Enrich Radon aggregation scripting

guidiaz commented 1 year ago

Radon scripting at the retrieval phase has shown to be highly effective on crawling and extracting concrete data from both HTTP/GET and HTTP/POST sources. It's this kind of radon scripting plus the current reducing mechanism at the aggregation phase that fundamentally enables the implementation of "basic" price feeds.

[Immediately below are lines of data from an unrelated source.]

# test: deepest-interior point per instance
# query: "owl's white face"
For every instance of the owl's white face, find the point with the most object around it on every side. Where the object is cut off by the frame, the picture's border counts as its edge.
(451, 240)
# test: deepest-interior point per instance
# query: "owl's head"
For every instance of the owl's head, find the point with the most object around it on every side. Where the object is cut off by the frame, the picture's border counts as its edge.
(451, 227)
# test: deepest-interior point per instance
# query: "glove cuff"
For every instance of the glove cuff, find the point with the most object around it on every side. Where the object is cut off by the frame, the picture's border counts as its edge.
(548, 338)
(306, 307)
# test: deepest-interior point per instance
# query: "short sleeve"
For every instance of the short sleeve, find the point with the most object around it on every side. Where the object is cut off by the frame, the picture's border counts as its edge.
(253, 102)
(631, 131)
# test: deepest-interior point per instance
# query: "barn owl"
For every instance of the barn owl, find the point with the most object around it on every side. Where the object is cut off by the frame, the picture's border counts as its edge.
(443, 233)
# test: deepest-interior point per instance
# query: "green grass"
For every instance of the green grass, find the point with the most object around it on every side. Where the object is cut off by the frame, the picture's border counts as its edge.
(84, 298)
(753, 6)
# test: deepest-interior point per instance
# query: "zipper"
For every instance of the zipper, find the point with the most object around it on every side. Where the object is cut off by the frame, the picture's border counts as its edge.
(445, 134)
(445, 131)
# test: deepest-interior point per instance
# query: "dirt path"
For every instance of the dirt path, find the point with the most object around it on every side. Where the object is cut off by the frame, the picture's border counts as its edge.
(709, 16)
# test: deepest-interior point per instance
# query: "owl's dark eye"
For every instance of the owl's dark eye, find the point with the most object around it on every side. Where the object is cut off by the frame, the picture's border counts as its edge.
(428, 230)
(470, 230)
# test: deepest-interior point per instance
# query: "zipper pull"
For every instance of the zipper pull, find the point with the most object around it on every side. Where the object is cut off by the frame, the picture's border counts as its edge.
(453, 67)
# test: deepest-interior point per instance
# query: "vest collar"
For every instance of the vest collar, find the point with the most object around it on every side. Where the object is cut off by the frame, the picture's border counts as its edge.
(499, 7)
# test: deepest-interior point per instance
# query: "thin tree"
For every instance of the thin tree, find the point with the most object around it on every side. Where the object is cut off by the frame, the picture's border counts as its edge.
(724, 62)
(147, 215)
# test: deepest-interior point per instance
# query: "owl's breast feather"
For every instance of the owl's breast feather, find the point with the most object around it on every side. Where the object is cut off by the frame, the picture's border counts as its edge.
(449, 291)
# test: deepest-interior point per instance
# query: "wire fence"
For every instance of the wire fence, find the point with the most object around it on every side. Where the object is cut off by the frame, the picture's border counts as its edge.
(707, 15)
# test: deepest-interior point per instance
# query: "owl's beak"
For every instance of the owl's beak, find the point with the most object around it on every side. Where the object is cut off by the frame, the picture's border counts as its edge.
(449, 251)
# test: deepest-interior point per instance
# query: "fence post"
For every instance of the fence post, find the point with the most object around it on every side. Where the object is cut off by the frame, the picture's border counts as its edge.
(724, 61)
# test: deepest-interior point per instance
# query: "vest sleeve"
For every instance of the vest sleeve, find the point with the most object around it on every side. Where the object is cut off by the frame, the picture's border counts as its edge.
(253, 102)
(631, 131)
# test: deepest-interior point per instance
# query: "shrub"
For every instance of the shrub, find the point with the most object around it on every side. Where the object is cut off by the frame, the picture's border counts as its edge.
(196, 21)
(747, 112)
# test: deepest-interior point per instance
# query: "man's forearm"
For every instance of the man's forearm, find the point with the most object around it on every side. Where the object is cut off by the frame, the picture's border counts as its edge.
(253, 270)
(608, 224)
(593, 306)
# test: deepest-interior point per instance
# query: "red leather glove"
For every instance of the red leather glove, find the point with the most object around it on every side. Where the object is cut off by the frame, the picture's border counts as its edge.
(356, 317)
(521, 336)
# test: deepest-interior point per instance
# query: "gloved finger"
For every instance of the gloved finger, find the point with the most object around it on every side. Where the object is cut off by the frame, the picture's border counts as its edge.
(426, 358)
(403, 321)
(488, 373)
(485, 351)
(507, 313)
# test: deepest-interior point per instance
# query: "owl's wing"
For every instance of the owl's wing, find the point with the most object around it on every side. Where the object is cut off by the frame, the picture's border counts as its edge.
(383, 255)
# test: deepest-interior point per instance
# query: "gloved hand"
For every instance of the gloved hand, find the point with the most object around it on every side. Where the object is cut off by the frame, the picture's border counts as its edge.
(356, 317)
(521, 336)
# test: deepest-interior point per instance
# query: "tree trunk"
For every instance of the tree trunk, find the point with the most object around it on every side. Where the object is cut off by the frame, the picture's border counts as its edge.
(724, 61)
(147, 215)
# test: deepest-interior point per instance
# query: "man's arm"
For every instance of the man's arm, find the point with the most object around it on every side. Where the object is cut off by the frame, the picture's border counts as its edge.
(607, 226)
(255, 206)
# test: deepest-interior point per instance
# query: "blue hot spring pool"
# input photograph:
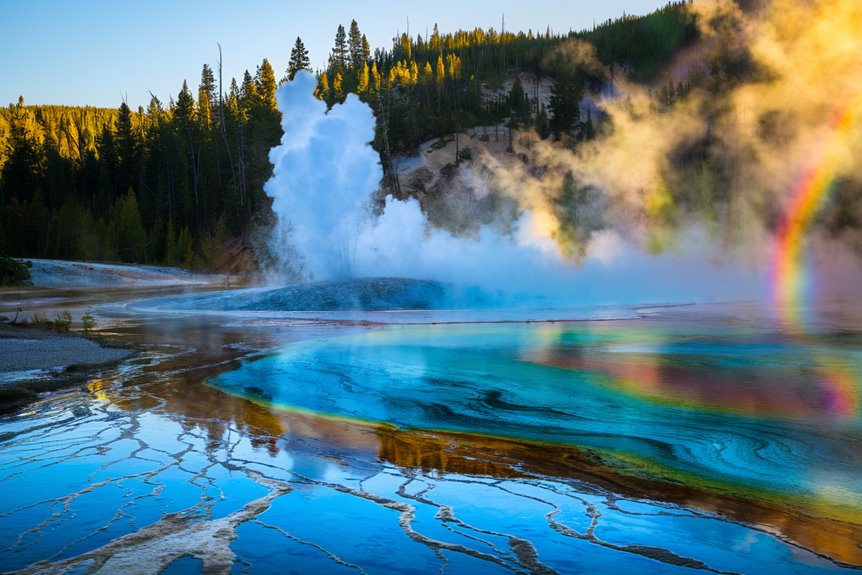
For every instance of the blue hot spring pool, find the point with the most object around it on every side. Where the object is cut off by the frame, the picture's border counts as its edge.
(633, 441)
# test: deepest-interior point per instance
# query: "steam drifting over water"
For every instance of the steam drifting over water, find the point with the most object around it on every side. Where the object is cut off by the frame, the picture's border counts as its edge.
(325, 173)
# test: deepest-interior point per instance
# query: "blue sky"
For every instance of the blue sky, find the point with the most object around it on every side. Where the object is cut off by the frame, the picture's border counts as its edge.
(99, 52)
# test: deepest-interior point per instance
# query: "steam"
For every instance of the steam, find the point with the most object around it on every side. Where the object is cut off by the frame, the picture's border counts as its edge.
(671, 202)
(325, 172)
(726, 158)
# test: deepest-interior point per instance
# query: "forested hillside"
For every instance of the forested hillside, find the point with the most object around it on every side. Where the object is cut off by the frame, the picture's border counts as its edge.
(176, 181)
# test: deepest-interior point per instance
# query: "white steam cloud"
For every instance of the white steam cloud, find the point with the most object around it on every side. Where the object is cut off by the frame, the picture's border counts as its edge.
(325, 173)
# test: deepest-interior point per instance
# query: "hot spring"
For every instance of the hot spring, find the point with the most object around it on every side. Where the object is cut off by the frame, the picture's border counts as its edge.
(426, 402)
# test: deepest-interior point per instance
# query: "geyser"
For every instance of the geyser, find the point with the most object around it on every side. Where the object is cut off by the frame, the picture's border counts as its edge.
(325, 172)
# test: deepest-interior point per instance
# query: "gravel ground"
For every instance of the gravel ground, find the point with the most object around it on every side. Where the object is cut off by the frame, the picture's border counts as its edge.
(23, 349)
(34, 361)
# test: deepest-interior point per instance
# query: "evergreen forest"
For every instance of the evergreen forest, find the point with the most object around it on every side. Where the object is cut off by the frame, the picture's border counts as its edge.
(180, 182)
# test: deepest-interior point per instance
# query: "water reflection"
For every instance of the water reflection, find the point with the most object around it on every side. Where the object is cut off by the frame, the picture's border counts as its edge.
(649, 446)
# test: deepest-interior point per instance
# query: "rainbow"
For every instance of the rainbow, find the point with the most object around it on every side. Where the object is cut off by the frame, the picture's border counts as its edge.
(790, 279)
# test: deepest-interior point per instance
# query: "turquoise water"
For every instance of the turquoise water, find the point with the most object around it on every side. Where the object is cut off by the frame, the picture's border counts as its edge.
(643, 446)
(567, 384)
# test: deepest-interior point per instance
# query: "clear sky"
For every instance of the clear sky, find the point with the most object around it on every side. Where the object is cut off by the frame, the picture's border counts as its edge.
(98, 52)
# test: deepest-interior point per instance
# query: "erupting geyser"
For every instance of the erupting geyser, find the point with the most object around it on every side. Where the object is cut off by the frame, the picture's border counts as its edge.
(325, 172)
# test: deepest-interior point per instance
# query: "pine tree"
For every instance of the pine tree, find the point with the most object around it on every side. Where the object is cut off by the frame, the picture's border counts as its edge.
(264, 84)
(298, 59)
(357, 53)
(338, 58)
(207, 101)
(565, 103)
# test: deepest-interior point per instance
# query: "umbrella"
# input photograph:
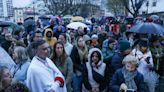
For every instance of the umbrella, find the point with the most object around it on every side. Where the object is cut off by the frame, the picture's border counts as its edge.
(77, 18)
(5, 60)
(67, 17)
(154, 17)
(75, 25)
(29, 25)
(6, 24)
(147, 28)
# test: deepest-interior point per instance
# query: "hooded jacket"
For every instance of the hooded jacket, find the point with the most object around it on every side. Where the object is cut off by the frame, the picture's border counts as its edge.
(95, 75)
(50, 40)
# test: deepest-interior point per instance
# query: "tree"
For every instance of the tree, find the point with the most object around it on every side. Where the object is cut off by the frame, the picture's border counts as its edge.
(115, 6)
(132, 6)
(73, 7)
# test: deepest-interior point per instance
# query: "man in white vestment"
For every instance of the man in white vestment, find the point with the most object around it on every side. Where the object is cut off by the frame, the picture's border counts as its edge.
(43, 75)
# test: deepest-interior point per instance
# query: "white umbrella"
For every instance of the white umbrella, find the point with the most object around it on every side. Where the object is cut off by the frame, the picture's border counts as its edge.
(75, 25)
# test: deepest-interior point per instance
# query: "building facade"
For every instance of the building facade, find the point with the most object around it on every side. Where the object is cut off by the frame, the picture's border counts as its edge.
(6, 9)
(18, 15)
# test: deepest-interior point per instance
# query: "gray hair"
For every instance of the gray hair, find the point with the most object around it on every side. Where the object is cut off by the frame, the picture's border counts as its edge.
(22, 53)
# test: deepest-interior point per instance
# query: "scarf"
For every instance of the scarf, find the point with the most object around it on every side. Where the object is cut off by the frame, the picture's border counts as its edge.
(129, 78)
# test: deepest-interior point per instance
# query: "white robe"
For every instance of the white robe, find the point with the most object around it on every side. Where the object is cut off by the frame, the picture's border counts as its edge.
(40, 78)
(5, 59)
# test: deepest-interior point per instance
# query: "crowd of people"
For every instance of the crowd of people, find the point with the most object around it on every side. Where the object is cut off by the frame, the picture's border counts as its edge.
(57, 59)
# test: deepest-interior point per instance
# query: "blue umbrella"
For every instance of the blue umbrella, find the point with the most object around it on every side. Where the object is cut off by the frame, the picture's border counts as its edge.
(147, 28)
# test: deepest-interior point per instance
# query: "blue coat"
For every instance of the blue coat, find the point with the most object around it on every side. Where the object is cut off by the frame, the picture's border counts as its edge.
(117, 61)
(118, 79)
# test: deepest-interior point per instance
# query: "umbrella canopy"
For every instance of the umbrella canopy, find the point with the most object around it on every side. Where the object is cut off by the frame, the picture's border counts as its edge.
(77, 18)
(67, 17)
(154, 17)
(147, 28)
(75, 25)
(6, 24)
(5, 60)
(29, 25)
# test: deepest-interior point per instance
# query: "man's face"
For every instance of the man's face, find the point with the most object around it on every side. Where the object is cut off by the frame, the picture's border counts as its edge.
(43, 51)
(8, 36)
(38, 36)
(130, 66)
(62, 39)
(49, 34)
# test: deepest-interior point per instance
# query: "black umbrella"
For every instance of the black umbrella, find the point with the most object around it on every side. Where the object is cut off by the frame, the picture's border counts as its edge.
(29, 25)
(147, 28)
(5, 24)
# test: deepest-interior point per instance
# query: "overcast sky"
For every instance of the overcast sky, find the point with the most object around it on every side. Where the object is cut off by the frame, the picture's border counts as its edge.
(21, 3)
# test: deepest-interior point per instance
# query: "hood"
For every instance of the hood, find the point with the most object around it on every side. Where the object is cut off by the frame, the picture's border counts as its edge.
(93, 50)
(46, 31)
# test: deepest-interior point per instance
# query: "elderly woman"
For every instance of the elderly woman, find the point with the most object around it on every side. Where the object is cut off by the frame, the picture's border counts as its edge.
(64, 63)
(22, 61)
(128, 78)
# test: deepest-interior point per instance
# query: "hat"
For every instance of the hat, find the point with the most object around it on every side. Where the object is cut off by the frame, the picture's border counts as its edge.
(124, 45)
(143, 42)
(94, 36)
(110, 34)
(130, 58)
(111, 41)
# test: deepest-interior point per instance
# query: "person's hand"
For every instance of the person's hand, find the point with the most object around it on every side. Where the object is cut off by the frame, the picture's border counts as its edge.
(123, 87)
(60, 80)
(97, 90)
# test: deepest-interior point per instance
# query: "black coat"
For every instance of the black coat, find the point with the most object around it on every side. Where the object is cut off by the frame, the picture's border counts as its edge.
(77, 63)
(102, 80)
(118, 79)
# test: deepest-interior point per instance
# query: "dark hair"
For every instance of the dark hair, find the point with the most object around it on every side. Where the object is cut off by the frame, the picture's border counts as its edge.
(37, 43)
(111, 41)
(64, 34)
(64, 55)
(17, 87)
(33, 34)
(98, 53)
(2, 69)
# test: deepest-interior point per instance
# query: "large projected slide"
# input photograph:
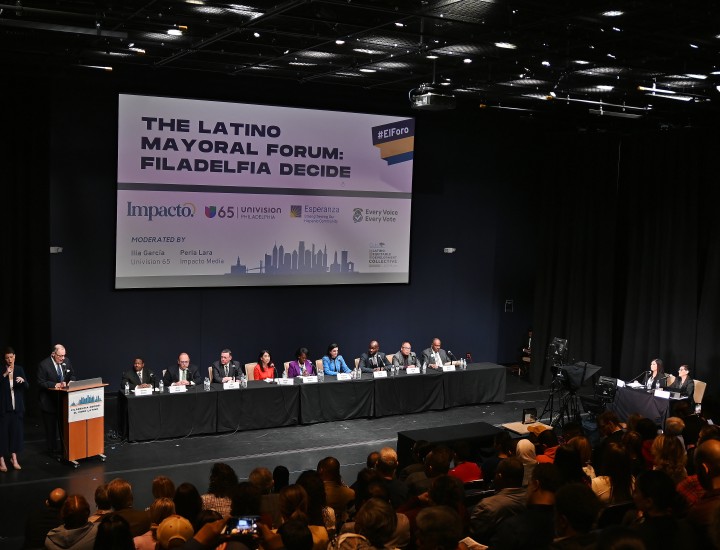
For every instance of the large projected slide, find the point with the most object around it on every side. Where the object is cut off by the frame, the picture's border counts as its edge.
(228, 194)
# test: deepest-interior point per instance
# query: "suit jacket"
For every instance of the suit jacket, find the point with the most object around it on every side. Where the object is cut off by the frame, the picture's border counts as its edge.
(19, 391)
(172, 374)
(399, 359)
(367, 363)
(47, 378)
(428, 357)
(219, 371)
(132, 378)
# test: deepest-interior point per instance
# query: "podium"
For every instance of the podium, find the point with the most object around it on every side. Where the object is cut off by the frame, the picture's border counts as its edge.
(82, 406)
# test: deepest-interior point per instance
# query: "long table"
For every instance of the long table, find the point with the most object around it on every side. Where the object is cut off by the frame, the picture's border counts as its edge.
(265, 405)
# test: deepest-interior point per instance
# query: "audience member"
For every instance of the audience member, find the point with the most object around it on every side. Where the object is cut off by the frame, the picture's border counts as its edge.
(669, 456)
(76, 532)
(188, 503)
(532, 527)
(102, 503)
(223, 480)
(437, 463)
(438, 528)
(387, 466)
(576, 509)
(338, 495)
(509, 500)
(465, 469)
(160, 509)
(120, 495)
(659, 505)
(42, 520)
(113, 533)
(614, 482)
(525, 452)
(549, 443)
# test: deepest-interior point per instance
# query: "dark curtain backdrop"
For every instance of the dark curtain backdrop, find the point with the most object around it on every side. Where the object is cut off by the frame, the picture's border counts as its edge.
(629, 267)
(24, 221)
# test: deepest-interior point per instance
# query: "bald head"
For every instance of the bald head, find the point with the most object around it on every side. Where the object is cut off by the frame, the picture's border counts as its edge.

However, there are some interesting use cases that just cannot be tackled at the moment:

# 1: Solving multiple price feeds within one single data request:
- Improves user experience:
- as just one DR would atomically update multiple data feeds;
- less gas expenditure may be required on the sidechain.
- Good for the Witnet ecosystem:
- network scalability: less chances of congesting the mempool.
- does not imply less expenditure of wits (as the DR's weight increases)
- competitive advantage against native http single-retrieval solutions like those offered by Boba-turing, or Skale.
# 2: Price feed composition (e.g. btc/usd * usd/eth = btc/eth):
- Improves user experience:
- same advantages as before;
- plus, no need to perform any further on-chain computation;
- plus, no risk of composing totally erroneous prices because any of the involved pairs stops from being promptly updated.
- Good for the Witnet ecosystem:
- same reasons.
# 3: Price averaging using trade volume data as weight (e.g. <[10000, 1e6], [15000, 1e3]> = [10005, 1e6+1e3]):
- Improves user experience.
- Good for the Witnet ecosystem.

Currently, upon start of the aggregation phase an array of values is composed with every primitive value returned from every source during the retrieval phase, over which the following math is applied (assuming that all elements within the aggregation array are operable with each other):

zero, one or multiple filtering functions can be sequentially applied to the aggregation array: every filter is applied over all elements of input array, and may progressively reduce the dimension of the resulting array;
one single reducing operator must be applied, always converting the input array into one single (scalar) value.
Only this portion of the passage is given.